Le plan d’action de la cellule facilitatrice vise d’abord les plus gros projets, susceptibles de créer le plus grand nombre de logements, dans les quatre arrondissements tests, explique M. Rabouin.

« On suit 90 gros projets de manière prioritaire, parce qu’ils sont plus complexes et rencontrent donc plus d’enjeux de délais, dit-il. Tous les projets de 10 millions ou plus, et tous les projets de logements sociaux de 3 millions ou plus, sont automatiquement ciblés. »

Après que les causes de délais dans ces 90 projets ainsi que les solutions pour tenter de les réduire auront été cernées, les meilleures pratiques seront communiquées avec tous les arrondissements, indique M. Rabouin.

« La plupart des élus à Montréal savent qu’il y a une crise du logement et sont conscients de l’importance d’être efficace, ajoute-t-il. On est conscients de l’ampleur du défi, les changements risquent de prendre un peu de temps. »

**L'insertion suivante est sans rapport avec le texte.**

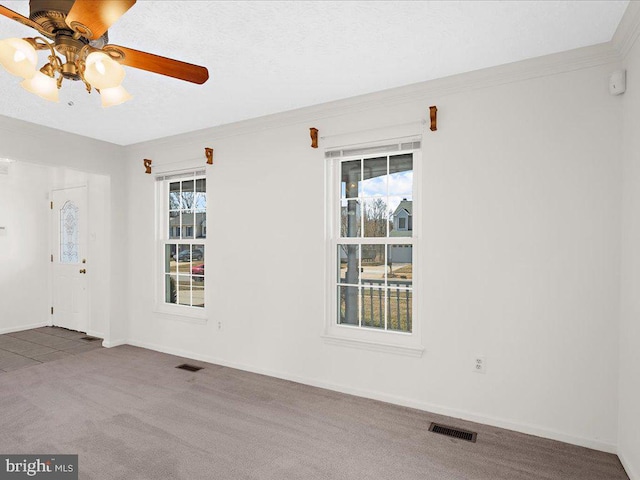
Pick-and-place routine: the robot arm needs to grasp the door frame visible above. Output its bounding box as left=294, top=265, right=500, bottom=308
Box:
left=47, top=181, right=92, bottom=334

Avec la collaboration d'André Dubuc et de Pierre-André Normandin, La Presse

Des exigences propres à chaque arrondissement

Les démarches et documents à produire pour obtenir un permis de construction varient d’un arrondissement à l’autre. Certains travaux pourtant similaires sont considérés comme des travaux de transformation dans certains arrondissements, alors que dans d’autres, ils sont considérés comme ne nécessitant qu’un certificat d’autorisation.

On peut être appelé à produire un certificat de localisation, une fiche-bâtiment, une fiche technique, un plan d’aménagement paysager, un plan d’élévation, un plan de structure et un plan de ventilation, notamment.

Il faudra peut-être respecter des critères de qualité supplémentaires et fournir un plan d’implantation et d’intégration architecturale (PIIA), avant l’obtention d’un permis de construction ou de rénovation, notamment dans un secteur patrimonial. Cette procédure entraîne des frais supplémentaires, propres à chaque arrondissement, et allonge les délais.

Le dossier est ensuite analysé par le comité consultatif de l’urbanisme (CCU), qui fait des recommandations au conseil d’arrondissement pour que celui-ci prenne une décision.